John Gattuso, Liberty’s regional director, said in an interview late last week that between 35 and 40 possible “indications” of cracking were found in the steel being used to construct the two-story-high frame that will house the CTC’s lighting and mechanical systems atop the building’s 60 occupiable stories.

Any cracking is thought to have occurred during the steel’s galvanization process and is easily repaired, Gattuso said.

“This is not rare, but it’s not totally common,” he said. “It’s not a catastrophic issue.”

The inspection comes about a year before Liberty anticipates completing what will be the tallest building in the United States outside New York or Chicago. Other work will continue during the inspection, so the probe should not affect that schedule.

Planned for the $1.5 billion building, at 18th and Arch Streets, are offices and labs for Comcast Corp.’s growing workforce of technologists, engineers, and software architects, as well as studios for its local NBC and Telemundo affiliates and a Four Seasons hotel. A floor of the building also has been carved into condo units purchased by Comcast chief executive Brian Roberts and his wife, Aileen.

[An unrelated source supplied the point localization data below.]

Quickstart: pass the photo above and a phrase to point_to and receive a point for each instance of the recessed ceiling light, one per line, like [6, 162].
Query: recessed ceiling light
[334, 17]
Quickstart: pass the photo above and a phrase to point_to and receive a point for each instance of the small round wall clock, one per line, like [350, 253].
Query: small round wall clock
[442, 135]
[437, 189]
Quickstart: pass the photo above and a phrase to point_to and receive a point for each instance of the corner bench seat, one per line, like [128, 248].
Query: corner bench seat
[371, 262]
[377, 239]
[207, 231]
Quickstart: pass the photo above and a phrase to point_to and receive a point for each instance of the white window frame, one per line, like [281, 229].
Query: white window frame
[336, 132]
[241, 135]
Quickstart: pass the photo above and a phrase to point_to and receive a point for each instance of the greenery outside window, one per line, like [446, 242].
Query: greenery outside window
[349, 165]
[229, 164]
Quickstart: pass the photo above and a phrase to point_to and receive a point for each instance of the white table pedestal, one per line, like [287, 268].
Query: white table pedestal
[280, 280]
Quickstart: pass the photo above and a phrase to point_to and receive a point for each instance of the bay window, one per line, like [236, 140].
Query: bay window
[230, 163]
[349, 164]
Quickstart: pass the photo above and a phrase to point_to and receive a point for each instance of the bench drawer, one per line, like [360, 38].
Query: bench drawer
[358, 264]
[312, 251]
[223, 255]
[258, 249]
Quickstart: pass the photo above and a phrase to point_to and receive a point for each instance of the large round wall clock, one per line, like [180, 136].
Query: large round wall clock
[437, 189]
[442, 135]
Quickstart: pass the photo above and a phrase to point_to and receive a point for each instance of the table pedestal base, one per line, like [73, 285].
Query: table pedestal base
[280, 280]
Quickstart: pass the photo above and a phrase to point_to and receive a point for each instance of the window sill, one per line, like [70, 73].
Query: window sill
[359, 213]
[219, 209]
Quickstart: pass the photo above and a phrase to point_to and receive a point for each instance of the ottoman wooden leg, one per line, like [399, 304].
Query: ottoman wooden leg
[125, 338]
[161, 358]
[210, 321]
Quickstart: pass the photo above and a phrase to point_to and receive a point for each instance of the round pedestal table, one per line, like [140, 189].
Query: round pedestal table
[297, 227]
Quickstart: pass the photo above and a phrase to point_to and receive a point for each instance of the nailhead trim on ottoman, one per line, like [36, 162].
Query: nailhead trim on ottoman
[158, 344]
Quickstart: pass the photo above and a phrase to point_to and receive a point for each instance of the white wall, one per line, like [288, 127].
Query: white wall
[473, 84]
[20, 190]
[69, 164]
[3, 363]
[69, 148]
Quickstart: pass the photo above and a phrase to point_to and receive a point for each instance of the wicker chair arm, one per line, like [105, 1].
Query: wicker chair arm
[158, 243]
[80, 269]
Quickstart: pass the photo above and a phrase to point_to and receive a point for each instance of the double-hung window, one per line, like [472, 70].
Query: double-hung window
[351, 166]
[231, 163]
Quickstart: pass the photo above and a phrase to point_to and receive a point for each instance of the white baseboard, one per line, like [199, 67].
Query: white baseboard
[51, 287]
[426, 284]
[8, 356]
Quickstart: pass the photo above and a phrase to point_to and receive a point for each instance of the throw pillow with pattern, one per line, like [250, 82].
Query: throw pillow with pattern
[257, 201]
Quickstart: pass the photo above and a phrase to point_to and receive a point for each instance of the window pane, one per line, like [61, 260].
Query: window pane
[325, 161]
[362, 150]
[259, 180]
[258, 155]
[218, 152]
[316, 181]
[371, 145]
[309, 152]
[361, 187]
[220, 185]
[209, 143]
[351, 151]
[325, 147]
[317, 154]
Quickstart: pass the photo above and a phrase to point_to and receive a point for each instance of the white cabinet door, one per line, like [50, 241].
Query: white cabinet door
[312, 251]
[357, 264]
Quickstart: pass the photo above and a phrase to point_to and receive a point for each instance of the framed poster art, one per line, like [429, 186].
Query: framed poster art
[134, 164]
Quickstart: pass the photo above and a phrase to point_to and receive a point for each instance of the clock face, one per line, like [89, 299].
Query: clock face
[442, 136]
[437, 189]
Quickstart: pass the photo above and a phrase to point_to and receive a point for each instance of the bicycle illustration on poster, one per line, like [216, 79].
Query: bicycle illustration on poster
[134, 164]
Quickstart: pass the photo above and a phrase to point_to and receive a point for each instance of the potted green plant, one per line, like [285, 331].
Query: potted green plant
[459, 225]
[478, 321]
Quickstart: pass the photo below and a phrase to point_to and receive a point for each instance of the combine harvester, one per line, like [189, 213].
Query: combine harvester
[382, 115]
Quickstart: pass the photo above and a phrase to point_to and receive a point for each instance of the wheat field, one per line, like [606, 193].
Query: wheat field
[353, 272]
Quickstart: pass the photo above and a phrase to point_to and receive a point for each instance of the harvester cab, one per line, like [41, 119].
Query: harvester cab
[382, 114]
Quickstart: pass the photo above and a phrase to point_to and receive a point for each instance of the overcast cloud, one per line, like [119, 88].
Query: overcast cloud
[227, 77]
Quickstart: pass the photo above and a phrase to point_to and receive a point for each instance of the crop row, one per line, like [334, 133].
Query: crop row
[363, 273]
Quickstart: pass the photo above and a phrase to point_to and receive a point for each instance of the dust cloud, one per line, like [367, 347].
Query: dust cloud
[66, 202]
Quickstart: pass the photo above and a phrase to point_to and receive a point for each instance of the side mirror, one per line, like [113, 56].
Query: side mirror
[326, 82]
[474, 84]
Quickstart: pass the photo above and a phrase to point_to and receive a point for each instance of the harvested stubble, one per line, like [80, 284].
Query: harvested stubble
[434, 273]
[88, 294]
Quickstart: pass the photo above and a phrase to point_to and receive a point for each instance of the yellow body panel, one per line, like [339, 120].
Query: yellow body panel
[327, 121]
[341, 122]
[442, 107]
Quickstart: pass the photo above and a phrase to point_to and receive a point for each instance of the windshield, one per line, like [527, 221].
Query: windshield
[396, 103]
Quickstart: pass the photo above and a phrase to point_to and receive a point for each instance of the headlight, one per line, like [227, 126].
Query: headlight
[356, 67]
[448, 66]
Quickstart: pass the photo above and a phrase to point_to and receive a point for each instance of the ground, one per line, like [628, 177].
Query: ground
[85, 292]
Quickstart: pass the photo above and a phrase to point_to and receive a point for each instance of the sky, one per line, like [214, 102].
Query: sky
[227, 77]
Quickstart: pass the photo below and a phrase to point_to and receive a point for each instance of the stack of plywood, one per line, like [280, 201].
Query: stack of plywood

The inspection began a few weeks ago and will continue for another month to include the examination of each of the 5,200 welds binding 621 separate pieces of steel being assembled to support the building’s lighting and mechanical equipment, Gattuso said.

The possible instances spotted so far may be merely surface markings, but any actual cracks that are found can be repaired by drilling holes into the base of the fractures to arrest their growth, he said.

The cost of the inspection and any other associated expenses will be borne by the supplier of the metal, SteelFab Inc. of Charlotte, N.C.

A message left with SteelFab was not immediately returned.